There are two main functions covered in this library:
- **Data Balance Analysis** (Exploratory Data Analysis): covering metrics that help to determine how balanced is your dataset.
- **Data Processing** (Data Enhancements): covering several transformer classes that aim to change or mitigate certain aspects of a dataset.
The goal of this module is to provide a unified interface for different mitigation methods scattered around
multiple machine learning libraries, such as scikit-learn, mlxtend, sdv, among others.
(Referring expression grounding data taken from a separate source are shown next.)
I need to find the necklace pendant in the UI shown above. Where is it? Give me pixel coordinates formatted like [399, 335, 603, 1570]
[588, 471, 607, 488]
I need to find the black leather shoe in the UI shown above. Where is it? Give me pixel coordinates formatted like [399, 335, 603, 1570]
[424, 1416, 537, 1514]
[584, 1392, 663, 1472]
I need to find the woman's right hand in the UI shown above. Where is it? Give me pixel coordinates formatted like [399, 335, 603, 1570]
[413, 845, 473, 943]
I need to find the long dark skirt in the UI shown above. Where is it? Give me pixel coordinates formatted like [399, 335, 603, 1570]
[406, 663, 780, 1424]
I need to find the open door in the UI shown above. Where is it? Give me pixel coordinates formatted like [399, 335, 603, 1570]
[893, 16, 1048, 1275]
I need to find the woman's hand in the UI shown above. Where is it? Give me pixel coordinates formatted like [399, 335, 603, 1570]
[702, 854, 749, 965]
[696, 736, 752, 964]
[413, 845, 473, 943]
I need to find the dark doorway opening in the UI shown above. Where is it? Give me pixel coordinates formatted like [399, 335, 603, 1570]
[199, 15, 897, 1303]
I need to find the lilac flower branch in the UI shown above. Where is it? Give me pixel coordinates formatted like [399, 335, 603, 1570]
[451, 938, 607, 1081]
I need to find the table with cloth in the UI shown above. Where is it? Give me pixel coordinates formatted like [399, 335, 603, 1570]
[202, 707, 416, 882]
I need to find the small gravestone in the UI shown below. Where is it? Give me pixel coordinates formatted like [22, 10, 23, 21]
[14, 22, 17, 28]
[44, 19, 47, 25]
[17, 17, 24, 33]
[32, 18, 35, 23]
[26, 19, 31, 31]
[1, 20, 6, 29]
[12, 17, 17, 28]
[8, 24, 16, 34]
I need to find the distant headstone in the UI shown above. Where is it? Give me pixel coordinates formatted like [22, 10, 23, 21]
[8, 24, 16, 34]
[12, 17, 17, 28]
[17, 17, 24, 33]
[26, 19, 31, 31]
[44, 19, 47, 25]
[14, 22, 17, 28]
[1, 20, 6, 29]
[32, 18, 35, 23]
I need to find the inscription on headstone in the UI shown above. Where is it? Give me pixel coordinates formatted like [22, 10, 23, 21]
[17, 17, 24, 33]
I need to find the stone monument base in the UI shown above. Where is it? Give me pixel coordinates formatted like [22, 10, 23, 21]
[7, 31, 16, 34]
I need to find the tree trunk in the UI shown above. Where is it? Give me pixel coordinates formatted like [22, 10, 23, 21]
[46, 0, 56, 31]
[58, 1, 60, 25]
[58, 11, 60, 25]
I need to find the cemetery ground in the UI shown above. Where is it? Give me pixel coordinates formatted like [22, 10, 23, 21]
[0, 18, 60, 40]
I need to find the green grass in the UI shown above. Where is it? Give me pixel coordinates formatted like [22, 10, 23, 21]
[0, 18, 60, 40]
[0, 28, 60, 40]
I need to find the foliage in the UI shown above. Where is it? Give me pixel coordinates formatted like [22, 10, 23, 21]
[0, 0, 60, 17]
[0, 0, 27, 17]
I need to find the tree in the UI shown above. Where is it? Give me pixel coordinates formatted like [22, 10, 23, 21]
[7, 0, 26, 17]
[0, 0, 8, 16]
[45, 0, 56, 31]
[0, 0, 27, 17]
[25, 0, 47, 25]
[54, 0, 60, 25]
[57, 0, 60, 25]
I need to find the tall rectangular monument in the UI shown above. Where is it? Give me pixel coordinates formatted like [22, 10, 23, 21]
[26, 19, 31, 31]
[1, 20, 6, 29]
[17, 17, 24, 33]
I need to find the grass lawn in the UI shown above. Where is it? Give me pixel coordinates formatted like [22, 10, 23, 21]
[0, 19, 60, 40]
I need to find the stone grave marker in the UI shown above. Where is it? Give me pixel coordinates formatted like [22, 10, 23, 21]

In this library, we take a **targeted approach to mitigating errors** in Machine Learning models. This is complementary and different from the traditional blanket approaches which aim at maximizing a single-score performance number, such as overall accuracy, by merely increasing the size of traning data or model architecture. Since blanket approaches are often costly but also ineffective for improving the model in areas of poorest performance, with targeted approaches to model improvement we focus the improvement efforts in areas previously identified to have more errors and their underlying diagnoses of error. For example, if a practitioner has identified that the model is underperforming for a cohort of interest by using Error Analysis in the Responsible AI Dashboard, they may also continue the debugging process by finding out through Data Balance Analysis and find out that there is class imbalance for this particular cohort. To mitigate the issue, they then focus on improving class imbalance for the cohort of interest by using the Responsible AI Mitigations library. This and several other examples in the documentation of each mitigation function illustrate how targeted approaches may help practitioner best at mitigation giving them more control in the model improvement process.


## Installation

Use the following pip command to install the Responsible AI Toolbox. Make sure you are using Python 3.7, 3.8, or 3.9.

If running in jupyter, please make sure to restart the jupyter kernel after installing.

```
pip install raimitigations
```
## Documentation

To learn more about the supported dataset measurements and mitigation techniques covered in the **raimitigations** package, [please check out this documentation.](https://responsible-ai-toolbox-mitigations.readthedocs.io/en/latest/)



## Data Balance Analysis: Examples

- [Data Balance Analysis Walk Through](notebooks/databalanceanalysis/data_balance_overall.ipynb)
- [Data Balance Analysis Adult Census Example](notebooks/databalanceanalysis/data_balance_census.ipynb)
- [End to End Notebook](notebooks/data_balance_e2e.ipynb)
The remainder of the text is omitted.